Challenge: With stricter data privacy regulations, businesses must ensure their AI solutions comply with legal standards. Secure data management and compliance with GDPR, CCPA, and other regulations are paramount.

R Systems’ Differentiation: R Systems enhances its data governance frameworks with AWS security tools like AWS Identity and Access Management (IAM) and AWS Key Management Service (KMS). The team ensures secure data management and regulatory compliance for AI models. The focus is on transparent data practices, and ethical AI builds client trust. Regular audits and assessments ensure ongoing compliance and promptly address potential security vulnerabilities.

 R Systems is recognized as a global leader in technology, data, and AI/analytics services.

“We provide AI-driven solutions that transform businesses using advanced technologies such as AI, ML, big data, IoT, and cloud computing. Our end-to-end support spans the entire data journey, from data management and integration to AI model development and deployment,” says Bansal.

Customized AI model development, meticulous data preparation, scalable data pipelines, continuous monitoring and optimization, and a collaborative approach with clients are the keys to their success. 

Bansal cites two prominent case studies in detail.

Case Study 1

Title: Migration from GCP and Optimization to

Scenario:

The customer is a US-based transportation services provider hosting a large GCP infrastructure. They host multiple applications using Python, Node.js, and GoLang, and Analytics for their Mobile applications (iOS and Android). The Web and Mobile apps were used to book rides and track vehicles in real-time.

Engagement:

  • The team assessed the application environment and drafted a plan to enable switchover with minimal downtime.

  • A similar environment was set up in AWS, and then the workloads migrated over.

  • Containerized the applications and implemented performance monitoring with horizontal pod scaling to handle changing user loads.

  • The application team separately worked on applications and databases to optimize them.

  • Implemented monitoring and alerting mechanisms across the infrastructure and provided Site Reliability Engineering support.

Impact:

R Systems reduced costs by almost 60% and increased performance by another 40% simply by optimizing the existing infrastructure, database queries, and right-sizing the virtual hardware. SRE support ensured that when problems occurred, support was available on-call 24/7.

Case Study 2:

Title: Code Repository migration from SVN to AWS CodeCommit and CI/CD Pipeline setup, with Code Analysis

Scenario:

The customer had a sizable code repository hosted on-prem using Subversion (SVN). The project team reported performance issues and a lack of automated deployment.

Engagement:

  • The team successfully migrated the entire project codebase to AWS CodeCommit and set up branching and tagging strategies.

  • Implemented SonarQube for Code Analysis.

  • Defined separate environments for Dev, QA, Stage, and Prod.

  • Implemented a container-based approach to deploy the application.

  • Set up CI/CD pipeline with fully automated testing.

  • Implemented Blue-Green Deployment strategy with off-site DR.

Impact:

The customer was pleased with the new environment and reported significant improvements in their dev processes. Implementing Code Analysis tools also helped improve code quality, and fewer bugs were reported in Automated QA. A Blue-Green deployment strategy also helped ensure that Business impact was minimal in case the build failed in Production.

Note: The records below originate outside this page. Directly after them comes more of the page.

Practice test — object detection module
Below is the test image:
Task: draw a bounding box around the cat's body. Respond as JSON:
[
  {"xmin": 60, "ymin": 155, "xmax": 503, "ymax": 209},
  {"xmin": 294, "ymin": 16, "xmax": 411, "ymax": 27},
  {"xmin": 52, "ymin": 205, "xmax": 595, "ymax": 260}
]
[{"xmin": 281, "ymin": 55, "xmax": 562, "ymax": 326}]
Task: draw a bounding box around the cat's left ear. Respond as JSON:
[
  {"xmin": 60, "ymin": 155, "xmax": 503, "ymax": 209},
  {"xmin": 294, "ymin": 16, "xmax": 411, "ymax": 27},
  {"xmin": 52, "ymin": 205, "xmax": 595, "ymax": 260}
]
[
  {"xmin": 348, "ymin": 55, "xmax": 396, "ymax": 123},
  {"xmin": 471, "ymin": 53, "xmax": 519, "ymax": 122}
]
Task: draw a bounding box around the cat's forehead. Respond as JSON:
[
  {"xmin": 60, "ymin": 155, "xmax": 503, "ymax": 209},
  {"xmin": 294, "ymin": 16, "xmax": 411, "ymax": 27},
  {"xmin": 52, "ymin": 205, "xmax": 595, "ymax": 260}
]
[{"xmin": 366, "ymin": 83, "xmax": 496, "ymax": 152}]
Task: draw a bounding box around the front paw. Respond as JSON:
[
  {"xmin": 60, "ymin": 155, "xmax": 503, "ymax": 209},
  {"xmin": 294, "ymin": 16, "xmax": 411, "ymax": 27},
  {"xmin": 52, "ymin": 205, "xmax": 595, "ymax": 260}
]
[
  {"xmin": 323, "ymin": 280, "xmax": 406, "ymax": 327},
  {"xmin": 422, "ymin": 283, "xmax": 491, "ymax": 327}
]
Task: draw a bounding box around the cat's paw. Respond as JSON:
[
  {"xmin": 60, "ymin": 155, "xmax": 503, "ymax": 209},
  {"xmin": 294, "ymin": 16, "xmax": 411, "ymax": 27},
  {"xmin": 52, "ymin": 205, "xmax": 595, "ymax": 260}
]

R Systems has gradually established a strong position in the technology, data, and AI/analytics services industry. These elements give them a competitive edge and make them a noteworthy AWS partner.

Speaking about the future, Bansal says, “The future of R Systems is marked by strategic expansion and continuous innovation. We are committed to extending our geographic and industry footprint, ensuring that we can deliver our cutting-edge solutions to a broader range of clients across the globe. Our focus on enhancing our platform with the latest AI and ML technologies will keep us at the forefront of the digital transformation landscape.”